First, I should tell you how nervous I was when I arrived.  The building is pretty much unmarked, the only reason I knew I was in the right place was because I saw women with the hijab entering.  I wondered if I was inappropriately dressed (tank top and capris) but decided to venture in and find out.  When I came in the door, there were only men, so I tol done who approached me that I was there for the lecture and he walked me to a room where the women were waiting.  So in I walk, only about 1/3 of the women wore hijab but I was definitely showing more skin than anybody else.  I asked if I should cover up and they said absolutely not, from then on they did nothing but smile at me, introduce themselves, and inquire as to who I was.  They were simply lovely.  One young woman I met, named Selen, was especially helpful. She has been here in the US for about 2 years having come from Istanbul. Her husband got a job here so she’s working on a Master’s degree at PSU in Engineering.  She graciously answered my questions, made sure I understood where to go and when (not that it was complicated, I just didn’t want to offend anybody so was slightly more careful than normal).

The lecture itself was an excellent introduction for me. Even though I have a B.A. and a Master’s degree in Religion, both degrees focused on Christianity. I know so little about the history of Islam as well as the culture.  Dr. Pandya started by showing us clips of American movies and shows depicting Arabs.  It was horrifying.  American’s have done such a great job of depicting Arabic Men as evil and dangerous and Arabic Women as timid and beaten.  We have depicted Arab nations as being backwards and uneducated.  It made me think about what a responsibility Hollywood has to be more cautious about its’ depictions of other cultures. Hollywood has the power to do a lot of harm to people.

In discussing the patriarchy of Islam, Dr. Pandya started by reminding us that the Prophet Mohammed was actually quite progressive.
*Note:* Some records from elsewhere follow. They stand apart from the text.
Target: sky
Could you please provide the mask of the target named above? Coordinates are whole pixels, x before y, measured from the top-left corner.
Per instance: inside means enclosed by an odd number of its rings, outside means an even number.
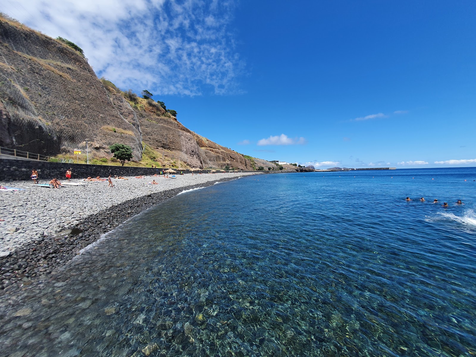
[[[476,166],[476,2],[5,0],[0,11],[267,160]]]

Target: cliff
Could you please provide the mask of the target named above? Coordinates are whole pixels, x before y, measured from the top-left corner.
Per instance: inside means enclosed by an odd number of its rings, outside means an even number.
[[[185,128],[152,99],[99,80],[82,54],[0,17],[0,146],[47,155],[91,142],[91,157],[126,144],[133,160],[253,169],[251,160]],[[157,157],[157,156],[159,157]],[[159,161],[160,160],[160,161]]]

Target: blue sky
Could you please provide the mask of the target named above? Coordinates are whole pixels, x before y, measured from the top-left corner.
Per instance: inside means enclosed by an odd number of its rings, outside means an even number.
[[[0,9],[239,152],[322,168],[476,166],[474,1],[98,2]]]

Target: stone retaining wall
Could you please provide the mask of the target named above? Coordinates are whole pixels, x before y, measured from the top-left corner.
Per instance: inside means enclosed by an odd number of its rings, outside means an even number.
[[[30,179],[31,170],[38,171],[38,178],[42,180],[49,181],[56,177],[64,179],[66,170],[72,169],[71,178],[84,178],[91,177],[108,177],[113,176],[139,176],[141,175],[150,175],[159,174],[164,168],[138,168],[130,166],[110,166],[106,165],[88,165],[87,164],[70,164],[63,162],[48,162],[28,160],[16,160],[0,159],[0,181],[24,181]],[[178,172],[179,171],[177,171]],[[184,174],[189,173],[188,170],[183,170]],[[203,170],[202,173],[208,173],[209,170]],[[242,171],[254,172],[254,171]]]

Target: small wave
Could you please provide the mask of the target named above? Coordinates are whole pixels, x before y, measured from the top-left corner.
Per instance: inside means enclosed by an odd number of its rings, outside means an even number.
[[[436,214],[438,216],[430,218],[429,220],[449,219],[461,224],[476,226],[476,213],[472,209],[468,210],[462,216],[456,216],[454,213],[448,212],[438,212]]]
[[[180,193],[177,194],[177,196],[178,195],[181,195],[182,193],[185,193],[185,192],[189,192],[190,191],[195,191],[196,189],[200,189],[200,188],[205,188],[204,187],[197,187],[196,188],[190,188],[190,189],[186,189],[182,191]]]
He made it so that women could inherit property, he consulted women on matters of faith, and he in general made life a bit easier for women.  The patriarchal part of Islam came later when the center of the Islamic Empire was moved from Damascus to Persia.  There, Islam encountered Zoroastrianism, which as it turns out was very patriarchal.  Unfortunately, Islam picked up may of its’ ideas from Zoroastrianism that often hurt women.  It was interesting to understand that history. I did some research on Zoroastrianism in Graduate school, but really only focused on early Zoroastrianism, nothing past Jesus.  I do believe that Zoroastrianism played a huge part in the apocalyptic world of Judaism and Christianity, but I had never thought about some of the other roles it had played. I need to do more research on it I guess.

I really loved the stories of women here in American who are helping to change how Americans view Islam as well as the face of Islam as a whole.  There is a movement called the Hizmet (which means service) also known as the Gulen Movement that is focused on inter-faith dialogue, education, and helping people who are in need.  I gather that the Rosengarden Center here in Portland is part of the Hizmet movement.  They put on meals during Ramadan for non-Muslims to introduce us to their practices and to share their beliefs in general.

I’ve emailed Dr. Pandya to see if I can get a copy of her presentation because there were some other points that I want to share (but silly me didn’t bring a notebook to take notes).  Overall, I’m so glad I went!  I will definitely be going back to the Rosegarden for more activities!